Q: How was title chosen and what does it signify for you?
A: Salinger’s Soul conveys his inner life, rather than focusing on his work. I didn’t want to reiterate the many good literary biographies published over the years.
Because he lived mostly in seclusion in Cornish, New Hampshire, for 57 years, little was known about how he lived, especially the role religion played in his daily life and in his later fiction.
And apart from his fling with Joyce Maynard, little was known about his relationships with other young women, those “in the last minute of their girlhood,” as one of his fictional characters put it. Thus, the subtitle: “His Personal & Religious Odyssey.”
Q: How did you research Salinger's life and what surprised or intrigued you?
A: First, I reread all his published work, not hard because he published little and nothing at all after 1965. There was the one extraordinary novel that made him famous: The Catcher in the Rye. Plus some 35 published short stories.
I read them all to trace his changes as a writer and what it might tell us about how his life evolved. Then I read many of the reviews and commentary about his work, including scholars works and some Ph.D. dissertations.
What I learned was the extraordinary role that religion played in his daily life. Born to a Jewish father and a Christian mother who “passed” as Jewish, young Jerry Salinger was raised Jewish and had a bar mitzvah at age 13.

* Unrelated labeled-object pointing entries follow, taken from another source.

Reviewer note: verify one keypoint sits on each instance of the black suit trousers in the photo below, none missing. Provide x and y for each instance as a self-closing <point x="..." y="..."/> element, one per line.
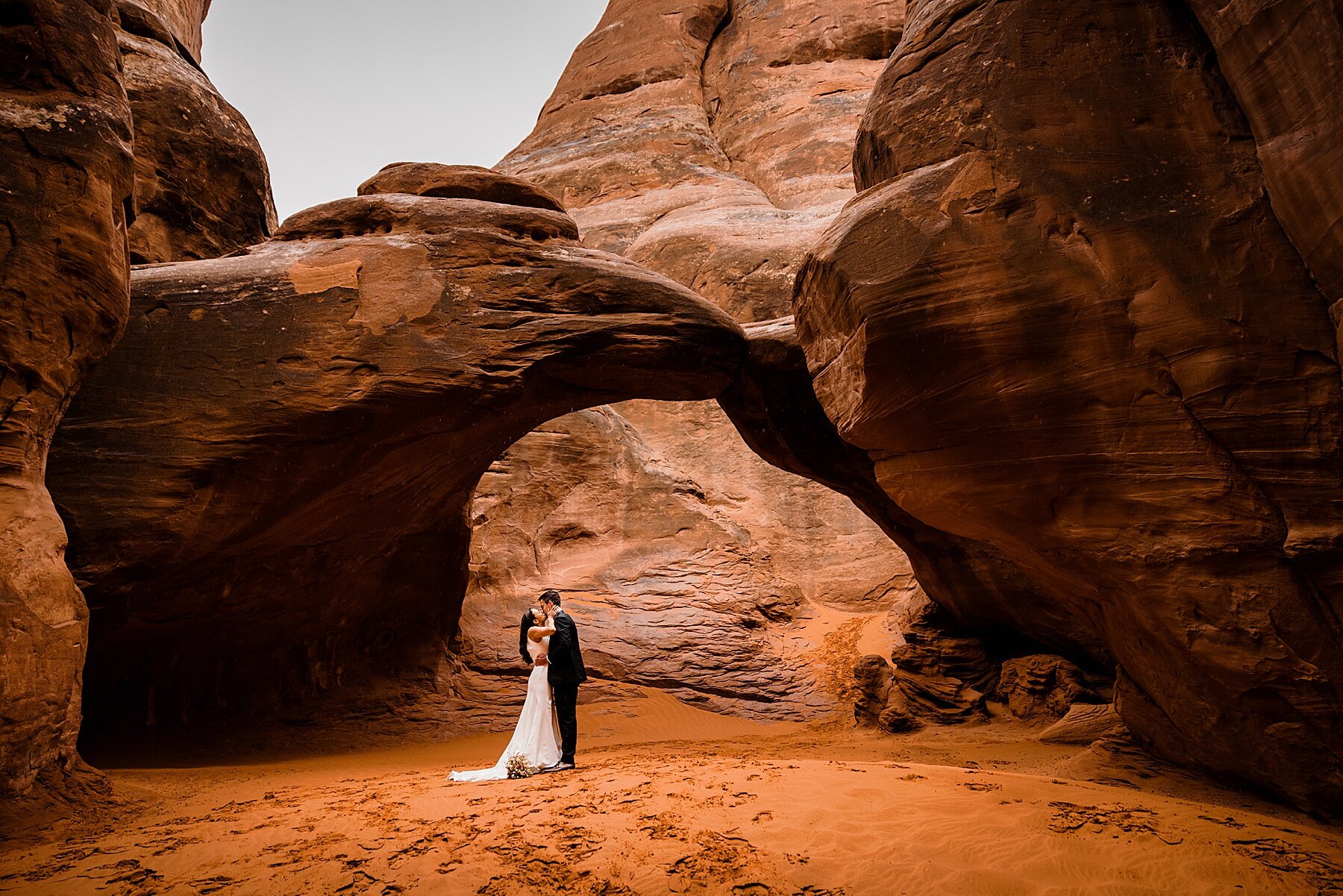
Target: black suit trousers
<point x="566" y="709"/>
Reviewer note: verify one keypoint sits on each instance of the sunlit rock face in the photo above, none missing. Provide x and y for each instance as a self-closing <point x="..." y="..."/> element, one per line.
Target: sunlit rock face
<point x="712" y="142"/>
<point x="65" y="191"/>
<point x="201" y="183"/>
<point x="1282" y="62"/>
<point x="181" y="18"/>
<point x="1065" y="323"/>
<point x="266" y="481"/>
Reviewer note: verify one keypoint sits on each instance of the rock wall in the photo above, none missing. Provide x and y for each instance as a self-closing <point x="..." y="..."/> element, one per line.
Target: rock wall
<point x="183" y="19"/>
<point x="712" y="142"/>
<point x="1282" y="60"/>
<point x="1065" y="323"/>
<point x="266" y="481"/>
<point x="201" y="183"/>
<point x="65" y="195"/>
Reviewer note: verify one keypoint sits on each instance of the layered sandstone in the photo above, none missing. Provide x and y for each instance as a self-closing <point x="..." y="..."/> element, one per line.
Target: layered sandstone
<point x="1067" y="325"/>
<point x="712" y="142"/>
<point x="266" y="483"/>
<point x="181" y="18"/>
<point x="65" y="194"/>
<point x="1283" y="60"/>
<point x="201" y="183"/>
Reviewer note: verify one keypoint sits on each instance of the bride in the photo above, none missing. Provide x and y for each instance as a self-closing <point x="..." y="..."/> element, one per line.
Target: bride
<point x="535" y="736"/>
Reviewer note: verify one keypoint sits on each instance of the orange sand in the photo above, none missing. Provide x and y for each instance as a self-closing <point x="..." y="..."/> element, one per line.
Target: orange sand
<point x="673" y="800"/>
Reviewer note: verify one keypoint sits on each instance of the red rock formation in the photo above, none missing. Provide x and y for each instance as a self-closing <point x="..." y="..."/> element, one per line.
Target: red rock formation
<point x="201" y="183"/>
<point x="183" y="19"/>
<point x="712" y="142"/>
<point x="669" y="589"/>
<point x="457" y="181"/>
<point x="266" y="483"/>
<point x="65" y="191"/>
<point x="1283" y="62"/>
<point x="1065" y="324"/>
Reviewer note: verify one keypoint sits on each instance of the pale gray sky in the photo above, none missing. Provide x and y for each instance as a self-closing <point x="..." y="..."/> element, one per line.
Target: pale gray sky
<point x="336" y="89"/>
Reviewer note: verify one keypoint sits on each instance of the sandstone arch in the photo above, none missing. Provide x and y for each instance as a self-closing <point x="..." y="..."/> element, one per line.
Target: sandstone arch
<point x="266" y="481"/>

Once he found out his mother wasn’t the Jew she pretended to be, he abandoned Judaism completely. There is nothing Jewish in his later life and almost nothing in his fiction.
He ultimately embraced a mystical form of Hinduism called Vedanta, which dominated his personal life and his later fiction. Unlike such contemporaries as Saul Bellow and Philip Roth, Salinger was never known as a “Jewish writer,” but he certainly became a religious writer.

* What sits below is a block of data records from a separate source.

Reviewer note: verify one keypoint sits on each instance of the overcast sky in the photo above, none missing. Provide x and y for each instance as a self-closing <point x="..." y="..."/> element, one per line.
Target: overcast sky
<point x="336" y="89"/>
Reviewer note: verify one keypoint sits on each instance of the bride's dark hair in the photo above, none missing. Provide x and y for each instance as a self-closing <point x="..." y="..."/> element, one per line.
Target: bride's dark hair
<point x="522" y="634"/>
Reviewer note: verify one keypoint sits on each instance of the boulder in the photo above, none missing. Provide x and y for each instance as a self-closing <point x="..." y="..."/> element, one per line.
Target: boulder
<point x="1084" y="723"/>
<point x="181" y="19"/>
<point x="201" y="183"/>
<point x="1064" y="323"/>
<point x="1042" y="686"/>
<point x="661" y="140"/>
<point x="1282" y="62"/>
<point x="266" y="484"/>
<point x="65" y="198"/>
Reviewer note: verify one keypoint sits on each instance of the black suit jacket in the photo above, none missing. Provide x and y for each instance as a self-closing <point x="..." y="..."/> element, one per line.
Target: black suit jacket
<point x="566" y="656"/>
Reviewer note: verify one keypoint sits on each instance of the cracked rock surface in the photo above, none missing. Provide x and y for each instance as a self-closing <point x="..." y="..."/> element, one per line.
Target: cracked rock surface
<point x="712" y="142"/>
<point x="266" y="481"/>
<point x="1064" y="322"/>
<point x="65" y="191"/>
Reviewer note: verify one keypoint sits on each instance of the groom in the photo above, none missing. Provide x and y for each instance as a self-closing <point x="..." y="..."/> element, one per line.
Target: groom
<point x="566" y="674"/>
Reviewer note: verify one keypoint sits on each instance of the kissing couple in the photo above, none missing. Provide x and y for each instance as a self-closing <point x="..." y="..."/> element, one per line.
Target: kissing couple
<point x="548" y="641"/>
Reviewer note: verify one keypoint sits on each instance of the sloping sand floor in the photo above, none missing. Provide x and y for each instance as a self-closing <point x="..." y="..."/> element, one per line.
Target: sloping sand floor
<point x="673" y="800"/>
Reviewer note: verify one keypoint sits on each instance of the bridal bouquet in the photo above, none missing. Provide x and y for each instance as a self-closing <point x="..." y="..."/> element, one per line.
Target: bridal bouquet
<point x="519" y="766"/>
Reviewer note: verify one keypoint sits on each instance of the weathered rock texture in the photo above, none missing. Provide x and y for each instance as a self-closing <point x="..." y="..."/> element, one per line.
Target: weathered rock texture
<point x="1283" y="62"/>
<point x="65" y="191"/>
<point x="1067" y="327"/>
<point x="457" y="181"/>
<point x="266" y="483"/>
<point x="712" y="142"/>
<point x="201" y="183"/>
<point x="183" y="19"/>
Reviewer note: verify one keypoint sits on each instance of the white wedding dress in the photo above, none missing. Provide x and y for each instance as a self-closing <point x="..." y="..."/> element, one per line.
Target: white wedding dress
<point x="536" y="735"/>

I confess to not knowing anything about Vedanta, but I learned an enormous amount about it. Salinger’s Soul deals extensively with his practice of Vedanta. It is fascinating and not widely known.
Q: What are some of the most common perceptions and misconceptions about J.D. Salinger?
A: Most people know two things about J.D. Salinger: that he wrote Catcher and that he soon secluded himself in rural New Hampshire for the rest of his life – becoming famous for not wanting to be famous.
They don’t generally recognize that he often came out of hiding – sometimes to visit The New Yorker, which published many of his short stories, often taking lunch at the Algonquin hotel with editor William Shawn.
He also visited the Vedanta center and the Gotham Book Mart in New York, met with his buddies from World War II, and pursued young women. He wasn’t the complete recluse generally thought.
Q: What are you working on now?
A: Trying to get Salinger’s Soul to as many readers as possible. Not sure what comes next.